Beberapa saat ibu terdiam. Saya tahu, dia sudah kelepasan. Selama ini, hampir tidak pernah ibu memukul, meski terkadang mulutnya agak cerewet. Mungkin kali ini saya sudah keterlaluan. Ibu hilang masuk ke kamar. Kemudian saya tahu, ibu juga sesenggukan. Mungkin merasa sangat menyesal sudah memukulkan sebatang ranting ke kaki saya hanya karena sebuah bakwan.

Begitulah, ibu keras, tapi rapuh dan muda tersentuh. Belakangan, karena ketegarannya, Ibu mampu mengantarkan kami, empat anaknya, menapaki jenjang pendidikan tinggi. Kecuali si bungsu yang baru akan kuliah, tiga orang kakaknya berhasil menyelesaikan sarjana. Meski tidak gampang untuk mencapainya, tapi kekuatan, ketegaran, dan doa Abah dan Ibu, mampu membuat kami yang menjalani mengenyam pendidikan, terasa enteng.

Ketika kami menjalani proses itu, saya tahu, Ibu masih sering terbangun tengah malam. Kemudian melakukan sholat malam, dan memohon Yang Di Atas memberikan jalan kepada kami semua. Sementara Abah, melakukan dengan caranya sendiri. Berdoa dengan bahasa sendiri. Abah bukanlah seorang yang pandai sholat. Kehidupan jauh dari didikan pesantren, menyebabkan Abah harus belajar sholat dan mengaji menapaki usia tua. Tapi tidak masalah, tidak ada kata terlambat.

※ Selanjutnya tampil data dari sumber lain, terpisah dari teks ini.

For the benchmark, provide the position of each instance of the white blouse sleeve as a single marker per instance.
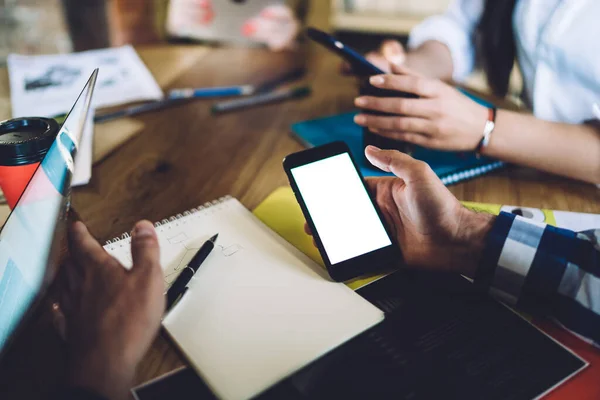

Dilihat dari ukuran warga sedesa, hampir mustahil kami mencapai seperti saat ini. Harta sangat minim, pekerjaan Abah dan Ibu hanya buruh tani, sangat wajar mendapat banyak cibiran di masa-masa awal ketika Abah dan Ibu mengamini Kakak pertama melanjutkan studi ke jenjang lebih tinggi. Nyatanya tidak ada yang tidak mungkin. Ikhtiar dan doa yang mustajab, plus keprihatinan yang dipupuk Ibu dan Abah sejak kecil, mampu mengantarkan kami seperti saat ini.

Saya, kini Direktur di sebuah perusahaan Public Relation dengan klien-klien yang kerap menjadi bahan pemberitaan media-media besar di Jakarta, setelah sebelumnya menjadi juru warta di dua buah perusahaan media cetak ternama di Indonesia. Kakak pertama, menjadi wakil kepala sekolah di SMP kecamatan di kampung saya. Adik pertama saya, kini sudah menjalani dan menikmati status Pegawai Negeri Sipil (PNS) di Kementerian Energi dan Sumber Daya Mineral (ESDM). Si bungsu, sedang menjalani bimbingan belajar menjelang kuliah dan tinggal bersama saya di Bekasi.

Tuhan Maha Mengetahui apa yang menjadi doa-doa Ibu di tengah malam, ketika yang lain terlelap dan terbuai dalam mimpi. Semoga Allah senantiasa memberikan kebahagiaan Ibu dan Abah di masa tua, kebahagiaan di dunia dan akhirat. Amin Ya Robbal Alamin.